China Monetary Growth Slows Below Red Line

Chinese M2 growth was 9.4 percent year-no-year in January, below the 10 percent red line that has previously resulted in rapidly slowing economic activity. I measure the rolling 3-month change in M2 as a faster indicator, and it was 12.2 percent in January compared to 16.7 percent in 2020 and 16.4 percent in 2019. Chinese lending tends to be front-loaded because of all the state-directed investment. The 3-month change in M2 has typically peaked in either January or March. This leaves room for a lending binge that negates the current slowdown in credit growth.
Total social financing has slowed, albeit not as much:
China has benefited from inflows though, and is talking about opening up the capital account again. SCMP: China mulls allowing investment in overseas stocks, insurance, says foreign exchange official
China is considering plans to allow investment in overseas securities and insurance within the annual individual quota of US$50,000, a foreign exchange official said on Friday, in a move that could signal a slight easing of the country's strict capital controls.

China will push forward with the opening up of its financial derivative market in 2021, Ye Haisheng, the head of capital account management department at the State Administration of Foreign Exchange (SAFE), told China Forex magazine, a magazine under the administration.

"We will study the impact on China's balance of payments, yuan exchange rates and financial markets from overseas unconventional stimulus policies," he said.

That last sentence tells me nothing will happen if markets don't cooperate.
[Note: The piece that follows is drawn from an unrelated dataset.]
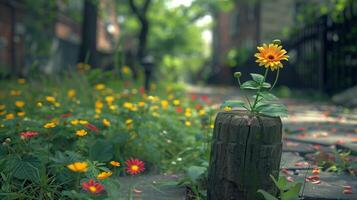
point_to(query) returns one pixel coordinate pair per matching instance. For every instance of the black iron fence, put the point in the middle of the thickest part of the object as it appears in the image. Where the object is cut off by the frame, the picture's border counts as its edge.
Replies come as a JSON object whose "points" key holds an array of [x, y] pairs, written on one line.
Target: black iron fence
{"points": [[324, 54]]}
They're still at the mercy of the eurodollar.

Measured against M2, China's forex reserves in dollars are down to 9.3 percent of money supply.
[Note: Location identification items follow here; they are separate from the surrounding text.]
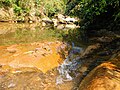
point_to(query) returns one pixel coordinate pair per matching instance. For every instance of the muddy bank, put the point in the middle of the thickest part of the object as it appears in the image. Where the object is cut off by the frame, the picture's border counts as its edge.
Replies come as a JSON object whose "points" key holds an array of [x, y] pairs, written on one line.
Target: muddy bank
{"points": [[43, 56], [102, 62]]}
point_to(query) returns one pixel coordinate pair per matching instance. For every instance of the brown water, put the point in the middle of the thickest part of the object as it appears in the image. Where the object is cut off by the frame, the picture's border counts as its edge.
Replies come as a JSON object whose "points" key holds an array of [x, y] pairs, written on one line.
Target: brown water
{"points": [[29, 58]]}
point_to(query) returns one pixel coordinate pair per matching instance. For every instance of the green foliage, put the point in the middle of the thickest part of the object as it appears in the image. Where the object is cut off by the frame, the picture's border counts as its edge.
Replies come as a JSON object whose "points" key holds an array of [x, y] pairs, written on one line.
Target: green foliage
{"points": [[95, 11], [25, 7]]}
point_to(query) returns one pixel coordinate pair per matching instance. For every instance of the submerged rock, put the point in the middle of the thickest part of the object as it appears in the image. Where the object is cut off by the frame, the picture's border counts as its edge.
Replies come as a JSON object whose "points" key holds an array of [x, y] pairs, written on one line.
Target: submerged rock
{"points": [[104, 77]]}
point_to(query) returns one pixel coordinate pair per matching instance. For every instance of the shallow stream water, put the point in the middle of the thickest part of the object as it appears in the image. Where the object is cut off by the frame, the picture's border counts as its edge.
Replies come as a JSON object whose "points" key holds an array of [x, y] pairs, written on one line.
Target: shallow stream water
{"points": [[29, 59]]}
Reserves become more volatile the more they are dedollarized. If the dollar is in a bear market, macro trends will work in China's favor. If the dollar surprises the market and turns higher again, China is more vulnerable than before.
As for the U.S. Dollar Index, it isn't looking too good at the moment. The chart has turned a little more bullish in the short-term, but only a little. The trade weighted U.S. dollar, a broader measure that includes currencies such as the Chinese yuan, is coming up on major support. If the dollar breaks support, China will have the wind at its back and the capital account will probably open a little. If the greenback reverses, the narrative around the global economic recovery will shift quickly and we could be talking about yuan devaluation by the autumn again. The trade weighted dollar is about 1 percent away from support.